The Union has asserted that the supervisor was not threatened or fearful of the grievant. The supervisor testified he took the grievant seriously and reported the incident to the police. (3) Additionally, the supervisor taped the conversation because of his concerns. (4) He also reported it to his supervisor. The evidence sufficiently establishes that the supervisor was concerned and threatened and took the grievant very seriously. It is concluded that the evidence establishes that the grievant made implied threats of violence against his supervisor and the only issue to be determined is the appropriate penalty for the grievant's misconduct.

The Union has argued that progressive discipline has not been followed. Threats against a supervisor are generally considered grounds for discharge without following progressive discipline. (5) Intimidation of a supervisor is clearly disruptive of the day-to-day functioning of the plant and is destructive of the labor relationship. The evidence also established that no progressive discipline was given before discharges for theft and deliberate destruction of Company property. Threats and intimidation of a supervisor is considered as serious an offense as theft or deliberate destruction of Company property and thus the Company was not required to follow progressive discipline as urged by the Union.

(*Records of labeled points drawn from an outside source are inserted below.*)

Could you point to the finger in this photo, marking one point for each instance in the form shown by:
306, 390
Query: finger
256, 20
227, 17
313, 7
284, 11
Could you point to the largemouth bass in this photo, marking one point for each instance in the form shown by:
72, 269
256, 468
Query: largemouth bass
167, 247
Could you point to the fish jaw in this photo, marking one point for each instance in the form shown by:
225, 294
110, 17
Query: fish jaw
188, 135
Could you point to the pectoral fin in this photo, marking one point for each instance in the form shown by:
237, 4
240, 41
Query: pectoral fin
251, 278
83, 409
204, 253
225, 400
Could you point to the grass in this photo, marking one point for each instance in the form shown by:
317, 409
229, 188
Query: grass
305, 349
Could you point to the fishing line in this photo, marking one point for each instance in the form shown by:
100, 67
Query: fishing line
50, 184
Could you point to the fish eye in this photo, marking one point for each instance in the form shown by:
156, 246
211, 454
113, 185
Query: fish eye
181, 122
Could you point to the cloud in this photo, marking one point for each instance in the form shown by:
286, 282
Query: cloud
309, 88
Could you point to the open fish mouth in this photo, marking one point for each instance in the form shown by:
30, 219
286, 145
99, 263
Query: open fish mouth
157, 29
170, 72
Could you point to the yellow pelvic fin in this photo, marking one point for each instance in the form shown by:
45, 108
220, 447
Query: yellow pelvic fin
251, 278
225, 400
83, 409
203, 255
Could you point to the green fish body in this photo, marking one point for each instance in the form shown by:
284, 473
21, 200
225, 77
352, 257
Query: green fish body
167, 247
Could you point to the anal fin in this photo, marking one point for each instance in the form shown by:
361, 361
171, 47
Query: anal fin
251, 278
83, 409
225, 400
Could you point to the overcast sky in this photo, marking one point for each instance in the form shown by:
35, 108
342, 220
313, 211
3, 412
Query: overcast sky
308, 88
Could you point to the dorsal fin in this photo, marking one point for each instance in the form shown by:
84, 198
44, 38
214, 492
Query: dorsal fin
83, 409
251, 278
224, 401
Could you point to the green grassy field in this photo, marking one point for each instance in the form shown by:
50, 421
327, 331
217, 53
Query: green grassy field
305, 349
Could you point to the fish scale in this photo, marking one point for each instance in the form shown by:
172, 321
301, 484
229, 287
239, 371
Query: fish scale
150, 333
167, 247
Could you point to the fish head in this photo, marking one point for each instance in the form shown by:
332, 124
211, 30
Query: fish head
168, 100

A review of arbitration cases demonstrates a wide variety of results. In Chromalloy Division - Oklahoma, 67 LA 1310 (Moore, 1977), discharge was upheld for an employe who told his supervisor to "get off his back." In National Metal & Steel Corp., 68 LA 669 (Ellsworth, 1977), an employe who told his supervisor to "shut up" was discharged. In Rockwell International, 88 LA 418 (Scholtz, 1986), an employe who told his supervisor to "go fuck himself" twice and later told his manager he could "go fuck off" was discharged. In Everfresh, Inc., 99 LA 1038 (Allen, 1992) an employe who yelled at his supervisor, "I'll take care of you and make you pay" had his discharge reduced to a ten day suspension. In Alumax Aluminum Corp., 92 LA 28 (Allen, 1988), an employe who told his supervisor, "Don't fuck with me" also had his discharge reduced to a ten day suspension. The Company and the Union have cited cases with various discipline depending on the circumstances. Each case must be decided on its own facts and circumstances. In the instant case, the evidence established that there was no provocation for the grievant's statement on January 26, 1996. There was simply no justification for the utterance other than to intimidate the supervisor. Based on the grievant's testimony, it appears that he does not have a clue that he did anything wrong. It seems clear that the grievant's conduct has so poisoned his relationship with the supervisor and the Company that his employment cannot be continued. The grievant has not indicated that his conduct would be modified or corrected upon reinstatement and the undersigned concludes that he should not substitute his judgment for the Company's under the facts and circumstances of this case and the discharge will not be set aside.

Based on the above and foregoing, the record as a whole and the arguments of the parties, the undersigned issues the following

AWARD

The Company discharged the grievant for just cause, and therefore, the grievance is denied and dismissed in all respects.

Dated at Madison, Wisconsin, this 27th day of August, 1996.

By Lionel L. Crowley /s/

Lionel L. Crowley, Arbitrator

1. Continental Fibre Drum, Inc., 83 LA 1197 (Yaney, 1984).

2. Id.

3. Tr. 16-17.

4. Tr. 14, 20, 52.

5. United Parcel Service, Inc., 76 LA 1087 (Rubenstein, 1981); General Electric Co., 75 LA 468 (Dempsey, 1980); Hill Refrigeration, 69 LA 839 (Weitzman, 1977).